Monday 9 July 2018
I have been a busy bee over the last few months and had the privilege of attending quite a few symposia. You saw in the last issue I was at Provo and what a blast that was. Well, it would have been remiss of me not to have taken up the opportunity to visit the largest symposium in the world – the 21st American Association of Woodturners (AAW) event, this year held in Portland, Oregon at the end of June.
The event ran over three days and probably covered the widest possible array of turning-related demonstrations, lectures and items displayed in the instant gallery of any similar event in the world. With over 140 rotations to choose from, not including the side events, and over 600 items in the gallery, and more than 40 trade stands to look at, it was a huge-scale event.
Three days is not enough to view everything there, but Angelo Iafrate (President of the AAW), Mary Lacer and the rest of the team who coordinate, and make things happen will probably disagree with me. As always the event was well organised and coordinated and I would like to say thank you once again for their gracious hospitality.
Turning into art
Kevin Wallace made an interesting keynote speech on “Woodturning and the Art World” which certainly caused a stir. I thought it was delightfully poignant given the growing pains felt by all people who are striving to get woodturning accepted by a wider audience. The whole speech can be viewed online on the website listed at the end of the article. I think this will echo many peopleï¿½s thoughts and probably provoke others.
It is important to note that the AAW is committed to training, development, education and furthering turning in all its aspects to a wider audience. To this end, they use all of their muscle and clout to shout about what they are doing. This generates interest and maintains their profile in the public eye.
A large aspect of this symposium was the focus on young turners. The AAW provides free placement to turners under 16 and hands-on rotations were organised throughout the three day seminar. These proved to be very popular.

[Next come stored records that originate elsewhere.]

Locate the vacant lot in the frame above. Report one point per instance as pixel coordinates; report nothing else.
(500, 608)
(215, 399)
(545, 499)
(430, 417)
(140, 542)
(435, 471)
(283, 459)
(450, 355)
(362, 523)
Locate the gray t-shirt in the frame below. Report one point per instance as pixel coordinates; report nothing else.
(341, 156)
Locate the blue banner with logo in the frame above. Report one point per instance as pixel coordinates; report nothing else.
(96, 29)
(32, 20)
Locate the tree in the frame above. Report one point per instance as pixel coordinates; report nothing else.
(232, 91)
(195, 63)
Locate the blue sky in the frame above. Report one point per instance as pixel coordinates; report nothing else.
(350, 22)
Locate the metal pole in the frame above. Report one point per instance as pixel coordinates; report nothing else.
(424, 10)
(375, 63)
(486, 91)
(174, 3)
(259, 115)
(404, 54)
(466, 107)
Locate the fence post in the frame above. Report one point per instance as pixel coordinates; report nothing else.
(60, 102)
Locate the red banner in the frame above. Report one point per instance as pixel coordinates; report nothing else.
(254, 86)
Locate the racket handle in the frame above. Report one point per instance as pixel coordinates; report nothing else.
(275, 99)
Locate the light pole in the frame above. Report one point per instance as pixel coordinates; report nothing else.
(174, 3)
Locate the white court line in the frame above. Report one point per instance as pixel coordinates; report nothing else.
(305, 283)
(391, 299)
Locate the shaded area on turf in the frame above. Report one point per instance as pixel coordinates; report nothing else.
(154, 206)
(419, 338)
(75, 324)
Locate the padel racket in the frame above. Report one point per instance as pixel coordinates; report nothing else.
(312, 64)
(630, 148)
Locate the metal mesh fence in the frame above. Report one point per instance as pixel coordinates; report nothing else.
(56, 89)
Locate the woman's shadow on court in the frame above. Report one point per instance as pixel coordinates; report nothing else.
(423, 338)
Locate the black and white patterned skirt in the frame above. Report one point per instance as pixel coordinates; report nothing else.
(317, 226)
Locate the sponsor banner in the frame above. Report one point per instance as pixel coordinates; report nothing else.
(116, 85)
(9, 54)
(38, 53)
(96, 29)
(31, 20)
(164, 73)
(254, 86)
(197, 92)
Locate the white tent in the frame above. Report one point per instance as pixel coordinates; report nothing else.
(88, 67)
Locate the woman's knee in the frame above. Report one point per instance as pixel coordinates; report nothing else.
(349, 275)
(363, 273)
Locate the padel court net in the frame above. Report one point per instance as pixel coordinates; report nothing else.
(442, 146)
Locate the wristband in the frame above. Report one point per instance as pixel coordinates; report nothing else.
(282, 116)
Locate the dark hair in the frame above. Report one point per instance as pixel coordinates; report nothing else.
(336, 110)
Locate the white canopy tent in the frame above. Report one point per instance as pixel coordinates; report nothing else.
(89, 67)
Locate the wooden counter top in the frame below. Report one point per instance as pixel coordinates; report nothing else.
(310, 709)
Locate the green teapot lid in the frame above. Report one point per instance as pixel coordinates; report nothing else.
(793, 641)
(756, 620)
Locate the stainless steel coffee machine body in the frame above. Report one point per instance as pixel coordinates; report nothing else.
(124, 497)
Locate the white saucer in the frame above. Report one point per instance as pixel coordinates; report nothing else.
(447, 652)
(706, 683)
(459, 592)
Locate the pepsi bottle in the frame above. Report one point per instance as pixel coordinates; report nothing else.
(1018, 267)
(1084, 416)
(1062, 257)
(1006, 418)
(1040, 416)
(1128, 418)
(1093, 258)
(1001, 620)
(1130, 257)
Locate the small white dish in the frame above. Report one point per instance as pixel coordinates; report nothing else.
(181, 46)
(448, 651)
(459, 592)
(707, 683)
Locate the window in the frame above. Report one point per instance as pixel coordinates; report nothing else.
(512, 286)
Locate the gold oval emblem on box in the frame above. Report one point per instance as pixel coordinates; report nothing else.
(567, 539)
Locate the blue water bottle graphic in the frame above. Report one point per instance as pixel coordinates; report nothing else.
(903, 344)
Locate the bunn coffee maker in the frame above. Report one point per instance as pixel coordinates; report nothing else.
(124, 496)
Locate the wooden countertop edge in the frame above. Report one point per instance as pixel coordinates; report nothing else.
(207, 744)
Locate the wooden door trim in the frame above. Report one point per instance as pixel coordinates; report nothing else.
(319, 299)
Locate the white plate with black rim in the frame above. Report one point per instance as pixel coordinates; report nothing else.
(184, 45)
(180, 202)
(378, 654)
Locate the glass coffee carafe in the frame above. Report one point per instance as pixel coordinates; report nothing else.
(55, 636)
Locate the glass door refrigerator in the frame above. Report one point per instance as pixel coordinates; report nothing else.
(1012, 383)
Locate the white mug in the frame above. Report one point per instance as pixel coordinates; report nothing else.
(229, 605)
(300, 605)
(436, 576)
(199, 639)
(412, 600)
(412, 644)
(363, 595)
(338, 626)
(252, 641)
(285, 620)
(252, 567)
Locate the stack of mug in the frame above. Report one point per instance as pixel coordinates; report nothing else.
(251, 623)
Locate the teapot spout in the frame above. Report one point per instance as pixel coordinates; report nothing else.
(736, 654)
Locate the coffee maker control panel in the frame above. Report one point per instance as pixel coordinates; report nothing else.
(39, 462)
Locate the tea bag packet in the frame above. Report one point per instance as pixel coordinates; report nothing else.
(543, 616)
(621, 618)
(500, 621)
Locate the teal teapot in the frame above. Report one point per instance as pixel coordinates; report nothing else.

Two three-hour sessions were scheduled for Friday and six 90-minute project sessions were scheduled for Saturday and Sunday. The $75 registration fee was waived for youth turners aged 10-17 when accompanied by a registered adult AAW member.
There was also another exhibition of works, as a side feature to the demonstrations and lectures, called 'Japanese Bowls – a Western Perspective'. A full description of this can be found on the AAW's website shown in the information panel. I recommend you having a look. I was inspired by the pieces on display and the diverse avenues people took with the pieces they created.
The auction, held at the end of the banquet always causes a stir and this year was no exception. They usually raise a large sum of money, which goes to the development fund, but this year they raised over $100,000 from the items donated – a staggering sum by anyone's reckoning.
For those of you that fancy looking at things from further away, I thoroughly recommend this event. I have always had fun, learned a lot and never been disappointed.